April 22, 2008 -- The practice of cloud seeding to create rain, mitigate hail or even quell hurricanes is now on the road from science fiction to fact, said scientists at the meeting of the American Meteorological Society (AMS) and the Weather Modification Association (WMA) in Westminster, Colo. on Tuesday.
On the other hand, there is little hope that China's efforts to keep rain from falling on the Olympics will succeed, they said.
China has spent $100 million and employed 30,000 people in weather modification projects, but they are using old techniques from the 1960s and 1970s and have no way of evaluating whether their efforts are working, said Roelof Bruintjes of the National Center for Atmospheric Research, who recently visited China.
"Personally, I am very skeptical about what they claim they can do," said Bruintjes. But that's not the case worldwide, where more than 40 countries have projects underway to modify weather.
Doppler radar, advanced weather satellites and sophisticated weather models, combined with a lot of accidental, human-caused weather modification, make it finally possible to do the one thing that was virtually impossible in the past -- assess whether humans are having any effect on clouds. That's a big advance for a field that has seen a lot of hope, hype and often a desperate need for progress.
"There was a lot of excitement in the 1950s," said Bruintjes. But without any information about what was happening inside the clouds, it was impossible to tell if a shot of silver iodide into a cloud was really forming rain, or not.

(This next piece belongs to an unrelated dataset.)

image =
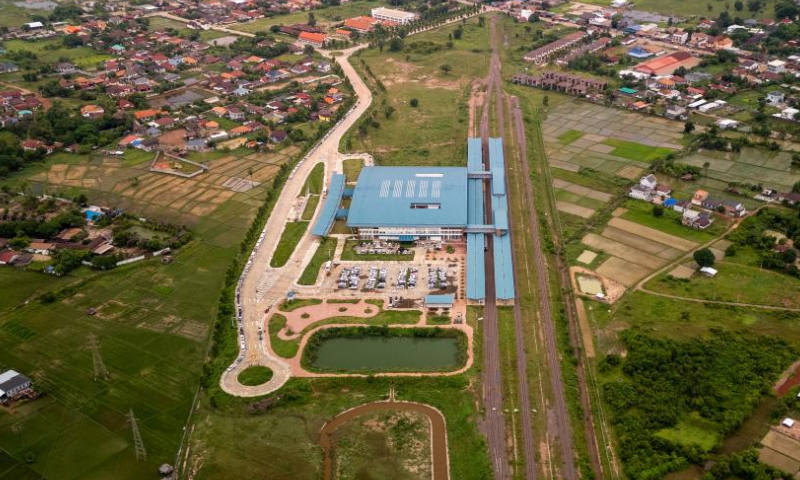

What's more, said Bruintjes, a cloud-seeding technique that might appear to work one day might not work on another day, from season to season, or from place to place. This made it very hard to move ahead with any genuine science of weather modification.
Now, however, it's possible to see changes on the order of 10 to 15 percent in rain or snowfall when silver iodide is used to stimulate rain formation or when special salts are used to increase the size of existing raindrops.
These are the only two cloud-seeding techniques with any scientific backing, Bruintjes said.
It's also getting easier to see how air pollution particles, called aerosols, and urban heat are modifying the weather, said Joe Golden, senior researcher for the National Oceanic and Atmospheric Administration's Earth System Science Laboratory.
"This pollution in regions that depend on uplift of air (over mountains) for precipitation...has caused a systematic decrease in snow packs," said Golden. This applies to Colorado, but even more critically to California, where tens of millions of people depend on the slow melting of the Sierra Nevada snow pack for their summer water supply, he said.
Urban heat has also been linked to an increase in cloud-to-ground lightning strikes in Houston, Golden said.
"These are two examples of human-caused effects on weather that concern us," said Golden. So much so that he and other scientists are beginning to collaborate with the U.S. Department of Homeland Security to see if there may be ways to modify weather -- especially hurricanes -- that decrease hazards, he said.
A similar effort, called Project StormFury, was started in the 1960s, but suffered from a lack of data.
"Now we have much better observing tools for looking at hurricanes," said Joe Golden.
That said, the primary reason for cloud seeding worldwide hasn't changed much since the 1950s: to make water fall on thirsty ground, explained Arlen Huggins of Nevada's Desert Research Institute. And there's only so much you can do.
"Cloud seeding is not a drought-busting tool," agreed Bruintjes. "We cannot make clouds; we cannot chase away clouds."